Security Architecture, Endpoint/Device Security, Endpoint/Device Security, Security Strategy, Plan, Budget, Threat Management, Endpoint/Device Security, Endpoint/Device Security, Endpoint/Device Security

Look – my Android is being robbed!

Only this time, it's not a guy with a mask and gun sprinting off down the back alley. No, this kind of attack takes place in broad daylight, following the installation of increasingly popular malicious apps. You may not even notice at first as those dazzling 3G speeds spirit away your personal information faster than the speediest burglar  – but you'll find the stolen data much more difficult to recover.

Broad daylight or not, a recent report from Lookout Mobile Security trends a recent steep rise in the mobile malware reported in their databases, from around 80 in January 2011 to more than 400 in June. Vendors are clamoring to fill the apparently deepening security void with new mobile security offerings. A new report from Jupiter Research pegs mobile device security software sales over the next five years at an estimated $3.7 billion  – no small chunk of change.

In addition to the droves of consumers snapping up new mobile devices every day, Androids (and other platforms) are also seeping into corporate and enterprise infrastructures. As the technology is adopted and matures, the IT policy and compliance initiatives already in place to protect company data must now grapple with how to bring these devices up to an acceptable security baseline.

To the delight of tech-savvy thieves, many people don't think of their mobile devices as being at risk in the same way – even those for whom security precautions have become second nature when using their computers at work and at home. But think about it. Your mobile device, like your laptop, has a browser. It can send and receive email, display documents, check stock prices and, oh, yes  – make phone calls.

So what should you do? Well, keeping an eye out for something that just doesn't “look right” when installing an app is a good place to start. If you're installing a relatively simple app, it really shouldn't be asking for permission to probe the depths of your mobile device. Check around before installing software and see what other users' experiences have been. Does the vendor have a good reputation? One simple precaution you can take is to download your apps from the native market app on your device, where you'll be able to see user rankings and popularity. It's easier to benefit from someone else's mistake if you know about it.

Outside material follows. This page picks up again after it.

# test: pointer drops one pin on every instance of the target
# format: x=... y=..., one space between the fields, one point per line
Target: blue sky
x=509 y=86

You also can consider installing security software. Not surprisingly, many users want a security solution they can just install and not worry about. But whether you choose to implement a software solution or to rely on reviews and rankings, it's important to try to spot bad “app-les” before accidentally biting into one. Keeping your digital guard up when downloading apps can go a long way toward keeping your data and your device safe on the mobile internet.